I want to compute this contour integral:
\begin{equation} \int\limits_C \! \mathrm{d}z \; \log(\frac{z+1}{z-1}) \frac{e^{tz}}{z-1} \end{equation}
Where $C$ is a path going around the branch cut. My perplexities arise because the branching point $z=1$ presents also a "pole-like" behaviour, so that if we naively choose the contour to pass on the upper and lower parts of the cut we get a non integrable singularity. I thought of avoiding the singularity with a little circle around it, but then you cannot apply the residue theorem because of the branch cut. Is there a standard technique for these pathological cases?
Let $C$ be any closed contour around the branch cut $[-1, 1]$ and $I(t)$ be the integral over $C$. $I(t)$ does not depend on $C$ and is entire. Next, we have $$\mathcal L^{-1} {\left[ \ln \frac {z + 1} {z - 1} \right]} = \frac {2 \sinh t} t, \\ f(t) = \mathcal L^{-1} {\left[ \frac 1 {z - 1} \ln \frac {z + 1} {z - 1} \right]} = \frac {2 \sinh t} t * e^t = e^t (\Gamma(0, 2 t) + \ln(2 t) + \gamma).$$ By deforming the contour, we get $I(t) = 2 \pi i f(t)$ for $t > 0$. Extending $f$ to an entire function, we get $I(t) = 2 \pi i f(t)$ for any $t \in \mathbb C$.

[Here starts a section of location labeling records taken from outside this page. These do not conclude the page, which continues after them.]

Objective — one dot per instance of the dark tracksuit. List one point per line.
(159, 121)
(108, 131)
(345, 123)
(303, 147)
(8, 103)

Another way is to find $I(t)$ as $-2 \pi i$ times the residue of the integrand at infinity. Multiplying the series expansions gives $$\operatorname*{Res}_{z = \infty} \frac {e^{t (z + 1)}} z \ln \left( 1 + \frac 2 z \right) = e^t \sum_{k \geq 1} \frac {(-2 t)^k} {k! \,k}.$$